Best Scripting Language for Embedded Work?

Christian Gollwitzer auriocus at gmx.de
Wed Jul 10 03:03:54 EDT 2013


Hi David,

you have multi-posted this to comp.lang.tcl. Please don't do that - use 
crossposting and a proper follow-up (as I did now)

Am 10.07.13 03:29, schrieb David T. Ashley:
> We develop embedded software for 32-bit micros using Windows as the
> development platform.

Robert's answer made me hesitate - what exactly is your platform? Are 
you writing the scripts for the embedded platform, or for Windows, or 
does the embedded controller run Windows RT or something like this?

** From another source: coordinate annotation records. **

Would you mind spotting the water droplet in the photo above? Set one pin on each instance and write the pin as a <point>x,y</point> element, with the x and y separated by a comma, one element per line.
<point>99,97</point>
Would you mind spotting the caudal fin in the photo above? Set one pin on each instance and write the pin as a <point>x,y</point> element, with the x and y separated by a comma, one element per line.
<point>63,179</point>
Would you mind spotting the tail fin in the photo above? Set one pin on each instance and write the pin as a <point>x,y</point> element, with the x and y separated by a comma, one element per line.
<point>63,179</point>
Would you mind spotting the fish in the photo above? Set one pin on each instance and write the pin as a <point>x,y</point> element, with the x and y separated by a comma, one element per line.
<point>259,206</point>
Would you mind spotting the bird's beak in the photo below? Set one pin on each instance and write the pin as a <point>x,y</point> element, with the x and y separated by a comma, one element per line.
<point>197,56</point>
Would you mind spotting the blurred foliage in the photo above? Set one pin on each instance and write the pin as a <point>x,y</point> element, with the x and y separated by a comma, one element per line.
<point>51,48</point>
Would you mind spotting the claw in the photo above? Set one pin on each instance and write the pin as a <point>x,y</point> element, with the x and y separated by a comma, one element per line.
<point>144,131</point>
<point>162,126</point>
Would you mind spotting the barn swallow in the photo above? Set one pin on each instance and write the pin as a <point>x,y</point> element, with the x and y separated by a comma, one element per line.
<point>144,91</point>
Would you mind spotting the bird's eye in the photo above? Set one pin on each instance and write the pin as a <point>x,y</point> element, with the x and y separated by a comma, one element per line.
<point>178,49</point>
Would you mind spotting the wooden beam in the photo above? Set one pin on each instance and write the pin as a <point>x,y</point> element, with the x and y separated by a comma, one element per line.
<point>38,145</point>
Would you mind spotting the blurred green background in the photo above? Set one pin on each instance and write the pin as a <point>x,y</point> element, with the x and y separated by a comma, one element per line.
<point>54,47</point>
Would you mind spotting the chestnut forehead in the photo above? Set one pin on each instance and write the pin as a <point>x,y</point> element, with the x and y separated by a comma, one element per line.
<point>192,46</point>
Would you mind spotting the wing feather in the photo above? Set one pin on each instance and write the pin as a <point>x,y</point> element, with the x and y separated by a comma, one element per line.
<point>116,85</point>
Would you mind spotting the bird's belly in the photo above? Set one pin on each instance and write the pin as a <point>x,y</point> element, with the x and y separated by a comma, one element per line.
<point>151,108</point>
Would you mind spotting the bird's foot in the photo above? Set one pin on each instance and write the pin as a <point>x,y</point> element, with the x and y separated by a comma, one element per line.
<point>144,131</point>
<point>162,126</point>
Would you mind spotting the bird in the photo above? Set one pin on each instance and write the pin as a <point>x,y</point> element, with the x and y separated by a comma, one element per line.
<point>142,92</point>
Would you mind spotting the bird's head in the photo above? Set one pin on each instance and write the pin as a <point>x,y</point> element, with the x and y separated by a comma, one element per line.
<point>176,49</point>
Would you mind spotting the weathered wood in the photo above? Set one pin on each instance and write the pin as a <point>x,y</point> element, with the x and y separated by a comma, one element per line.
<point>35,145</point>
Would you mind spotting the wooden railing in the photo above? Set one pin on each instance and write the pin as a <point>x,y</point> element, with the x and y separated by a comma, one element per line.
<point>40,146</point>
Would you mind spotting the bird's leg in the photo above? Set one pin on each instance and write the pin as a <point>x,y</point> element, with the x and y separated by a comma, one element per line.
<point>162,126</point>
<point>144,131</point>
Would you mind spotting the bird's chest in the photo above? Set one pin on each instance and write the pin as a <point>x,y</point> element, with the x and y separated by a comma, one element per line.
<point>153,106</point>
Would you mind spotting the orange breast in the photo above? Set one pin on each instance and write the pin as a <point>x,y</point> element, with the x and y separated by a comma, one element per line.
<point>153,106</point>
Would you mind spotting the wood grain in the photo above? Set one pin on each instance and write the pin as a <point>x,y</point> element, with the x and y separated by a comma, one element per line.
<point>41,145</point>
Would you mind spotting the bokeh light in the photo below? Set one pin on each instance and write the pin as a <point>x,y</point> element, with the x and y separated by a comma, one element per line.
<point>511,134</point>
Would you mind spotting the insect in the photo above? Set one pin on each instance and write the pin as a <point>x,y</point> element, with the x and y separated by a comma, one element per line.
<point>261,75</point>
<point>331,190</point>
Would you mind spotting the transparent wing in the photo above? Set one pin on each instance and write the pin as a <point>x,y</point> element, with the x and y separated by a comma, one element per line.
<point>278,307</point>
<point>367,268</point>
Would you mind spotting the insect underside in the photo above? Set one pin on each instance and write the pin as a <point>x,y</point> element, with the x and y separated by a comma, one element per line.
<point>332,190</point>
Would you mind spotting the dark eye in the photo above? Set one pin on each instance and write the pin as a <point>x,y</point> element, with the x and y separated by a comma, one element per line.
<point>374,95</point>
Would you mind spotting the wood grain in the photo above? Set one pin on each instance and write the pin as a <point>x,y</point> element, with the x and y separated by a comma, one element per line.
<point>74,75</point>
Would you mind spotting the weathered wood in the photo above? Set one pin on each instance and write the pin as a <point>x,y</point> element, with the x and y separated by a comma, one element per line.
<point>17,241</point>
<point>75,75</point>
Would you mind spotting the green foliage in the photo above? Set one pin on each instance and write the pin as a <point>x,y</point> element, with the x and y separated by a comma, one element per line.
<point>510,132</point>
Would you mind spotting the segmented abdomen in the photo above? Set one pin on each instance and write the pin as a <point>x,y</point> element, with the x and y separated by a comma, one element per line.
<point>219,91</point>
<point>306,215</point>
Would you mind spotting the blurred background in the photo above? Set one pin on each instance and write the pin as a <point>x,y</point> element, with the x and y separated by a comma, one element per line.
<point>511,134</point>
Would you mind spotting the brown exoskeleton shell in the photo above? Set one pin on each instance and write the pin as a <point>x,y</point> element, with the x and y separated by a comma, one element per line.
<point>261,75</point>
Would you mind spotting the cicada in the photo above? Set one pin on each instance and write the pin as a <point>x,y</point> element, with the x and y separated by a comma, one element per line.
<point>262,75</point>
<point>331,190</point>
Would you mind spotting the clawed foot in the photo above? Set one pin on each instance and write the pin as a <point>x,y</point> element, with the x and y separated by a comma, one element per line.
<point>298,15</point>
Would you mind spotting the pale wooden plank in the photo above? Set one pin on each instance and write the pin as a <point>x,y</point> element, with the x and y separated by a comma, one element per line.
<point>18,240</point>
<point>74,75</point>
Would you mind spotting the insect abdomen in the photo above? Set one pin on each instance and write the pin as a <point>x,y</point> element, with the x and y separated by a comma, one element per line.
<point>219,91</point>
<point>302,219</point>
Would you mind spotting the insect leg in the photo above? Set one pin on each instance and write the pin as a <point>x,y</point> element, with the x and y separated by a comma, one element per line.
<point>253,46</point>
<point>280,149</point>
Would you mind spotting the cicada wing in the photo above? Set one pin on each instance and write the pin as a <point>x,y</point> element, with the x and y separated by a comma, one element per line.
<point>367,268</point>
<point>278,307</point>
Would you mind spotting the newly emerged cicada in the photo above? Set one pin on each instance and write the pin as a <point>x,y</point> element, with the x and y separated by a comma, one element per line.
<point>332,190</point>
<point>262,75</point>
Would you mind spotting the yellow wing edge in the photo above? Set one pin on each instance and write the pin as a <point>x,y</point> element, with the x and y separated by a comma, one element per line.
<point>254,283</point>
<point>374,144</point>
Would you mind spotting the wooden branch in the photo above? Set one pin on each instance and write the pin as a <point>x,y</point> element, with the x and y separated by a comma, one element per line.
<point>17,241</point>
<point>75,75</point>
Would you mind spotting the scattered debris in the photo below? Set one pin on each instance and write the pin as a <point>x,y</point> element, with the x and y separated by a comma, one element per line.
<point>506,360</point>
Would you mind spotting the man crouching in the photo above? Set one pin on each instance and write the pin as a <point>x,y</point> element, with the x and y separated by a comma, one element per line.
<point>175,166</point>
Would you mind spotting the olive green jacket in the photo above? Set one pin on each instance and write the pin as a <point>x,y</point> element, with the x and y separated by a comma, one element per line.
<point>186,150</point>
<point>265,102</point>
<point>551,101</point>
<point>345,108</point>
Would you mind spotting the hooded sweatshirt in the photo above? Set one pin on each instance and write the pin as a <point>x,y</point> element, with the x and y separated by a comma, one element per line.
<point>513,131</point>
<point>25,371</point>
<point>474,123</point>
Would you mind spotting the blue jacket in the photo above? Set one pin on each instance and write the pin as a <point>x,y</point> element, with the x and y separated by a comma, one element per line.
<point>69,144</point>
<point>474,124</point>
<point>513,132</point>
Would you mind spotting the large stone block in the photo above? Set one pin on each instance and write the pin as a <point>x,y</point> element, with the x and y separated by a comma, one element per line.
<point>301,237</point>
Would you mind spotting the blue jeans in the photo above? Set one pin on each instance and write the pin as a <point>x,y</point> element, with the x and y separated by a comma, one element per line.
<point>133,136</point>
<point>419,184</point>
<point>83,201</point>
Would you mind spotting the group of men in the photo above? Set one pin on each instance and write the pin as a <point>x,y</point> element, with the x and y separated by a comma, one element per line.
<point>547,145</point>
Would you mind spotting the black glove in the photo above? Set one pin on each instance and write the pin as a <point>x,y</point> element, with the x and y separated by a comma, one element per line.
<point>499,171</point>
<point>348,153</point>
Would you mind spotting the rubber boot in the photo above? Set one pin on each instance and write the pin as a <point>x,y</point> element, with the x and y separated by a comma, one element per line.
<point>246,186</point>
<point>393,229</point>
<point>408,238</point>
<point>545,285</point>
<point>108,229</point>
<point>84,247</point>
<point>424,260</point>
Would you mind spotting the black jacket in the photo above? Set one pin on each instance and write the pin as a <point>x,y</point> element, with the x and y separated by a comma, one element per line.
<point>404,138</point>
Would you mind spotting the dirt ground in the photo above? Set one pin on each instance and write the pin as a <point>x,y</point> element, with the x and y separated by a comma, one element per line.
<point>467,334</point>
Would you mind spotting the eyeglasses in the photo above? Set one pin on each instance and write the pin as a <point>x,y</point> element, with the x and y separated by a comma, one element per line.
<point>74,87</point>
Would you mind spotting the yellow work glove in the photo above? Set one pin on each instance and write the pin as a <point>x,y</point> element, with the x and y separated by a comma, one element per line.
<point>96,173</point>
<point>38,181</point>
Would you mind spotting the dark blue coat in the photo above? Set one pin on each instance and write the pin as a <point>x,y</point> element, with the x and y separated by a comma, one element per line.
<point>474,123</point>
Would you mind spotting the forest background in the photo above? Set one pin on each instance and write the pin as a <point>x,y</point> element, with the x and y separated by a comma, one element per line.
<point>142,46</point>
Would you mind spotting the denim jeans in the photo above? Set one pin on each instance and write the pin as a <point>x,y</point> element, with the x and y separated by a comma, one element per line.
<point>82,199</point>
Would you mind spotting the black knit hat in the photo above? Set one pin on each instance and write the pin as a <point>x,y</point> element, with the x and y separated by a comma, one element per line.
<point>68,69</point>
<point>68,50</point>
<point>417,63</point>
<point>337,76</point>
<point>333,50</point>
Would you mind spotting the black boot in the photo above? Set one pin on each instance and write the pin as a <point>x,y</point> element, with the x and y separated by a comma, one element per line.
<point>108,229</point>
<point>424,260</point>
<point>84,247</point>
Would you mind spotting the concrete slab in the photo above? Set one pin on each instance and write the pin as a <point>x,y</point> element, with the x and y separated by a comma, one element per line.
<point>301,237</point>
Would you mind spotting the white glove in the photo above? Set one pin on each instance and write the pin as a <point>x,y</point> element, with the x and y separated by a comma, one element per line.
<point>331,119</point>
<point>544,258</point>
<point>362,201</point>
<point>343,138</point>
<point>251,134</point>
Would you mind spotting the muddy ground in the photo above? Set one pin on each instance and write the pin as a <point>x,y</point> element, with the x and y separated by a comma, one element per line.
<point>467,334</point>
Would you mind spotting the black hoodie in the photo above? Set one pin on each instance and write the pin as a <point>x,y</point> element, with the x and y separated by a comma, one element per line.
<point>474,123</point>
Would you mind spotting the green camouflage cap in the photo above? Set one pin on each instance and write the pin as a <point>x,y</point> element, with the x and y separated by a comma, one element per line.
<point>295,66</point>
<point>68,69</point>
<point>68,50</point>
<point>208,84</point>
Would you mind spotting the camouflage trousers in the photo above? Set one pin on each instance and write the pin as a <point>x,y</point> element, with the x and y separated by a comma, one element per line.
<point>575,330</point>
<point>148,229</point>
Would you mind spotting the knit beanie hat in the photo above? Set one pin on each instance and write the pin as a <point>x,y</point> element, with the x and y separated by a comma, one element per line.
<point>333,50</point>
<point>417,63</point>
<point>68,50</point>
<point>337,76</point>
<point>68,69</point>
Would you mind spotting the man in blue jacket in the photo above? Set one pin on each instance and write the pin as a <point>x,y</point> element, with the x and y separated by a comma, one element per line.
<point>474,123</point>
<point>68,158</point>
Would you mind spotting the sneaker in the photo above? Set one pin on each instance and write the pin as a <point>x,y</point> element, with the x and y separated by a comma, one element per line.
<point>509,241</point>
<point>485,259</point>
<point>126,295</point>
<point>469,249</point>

> We are seeking a general purpose scripting language to automate
> certain tasks, like cleaning out certain directories of certain types
> of files in preparation for ZIP'ing, generating certain source files
> automatically, etc.
>
> Selection criteria:
>
> a)Should be able to compile the script interpreter as a monolithic
> executable (no .DLL dependencies, etc.) for easy versioning and
> distribution of the script interpreter.  (Note that I'm not asking
> that the script be a single executable, just the interpreter.  To run
> a script you'd need both the script and the interpreter.  The script
> would be a text file, and the interpreter would be a single .EXE.)

You are referring to tclkits. Yes, it's indeed possible to compile Tcl 
into a statically linked binary, and C extension packages can be 
statically linked, too. But tclkits are cheating: There are some files 
like the standard library (i.e. init.tcl, the clock command etc., 
unicode encondings...) which are packed into a database and attached to 
the tclkit. The tclkit then opens itself via the file system to read 
these files. I don't know if this is possible in a typical embedded 
system. If you are really talking about Windows, no issue.

Python has similar capabilities, look for pyinstaller or py2exe.

> b)Should be extensible, in that one could add commands or library
> functions to the script interpreter in C (for efficiency), and the
> whole script interpreter could again consist of a single executable
> with no other dependencies.  (Note that I'm not asking that the script
> be a single executable, just the interpreter.  To run a script you'd
> need both the script and the interpreter.  The script would be a text
> file, and the interpreter would be a single .EXE.)

That is possible in Tcl using static packages. In Python I don't know, 
but I think it should be possible.

> c)Should be able to spawn compilers and capture the output, do file
> I/O, and all the other minor expected stuff.

no real issue
> d)Graphical capability would be nice.

For GUI Python relies on either Tcl/Tk, wxwidgets, QT, GTK... I think it 
is possible to assemble these into a packaged binary, too. However it 
will be a rather large thing in the end.

> I know that Tcl/Tk would do all of the above, but what about Python?
> Any other alternatives?

I think Tcl/Tk is a really good match, especially if you are trying to 
do GUI, which is very easy there. Also most scripting stuff is available 
out of the box. Another option might be Lua

http://www.lua.org/

Very compact (a static binary is about ~200K), clean synatx, relatively 
fast. OTOH, the standard library is of course not so extensive as for 
Tcl or Python.

Bash is also an option, because it is some kind of standard for 
scripting. But on Windows it seems alien and you'd need something like 
MobaXTerm to get it into a single file.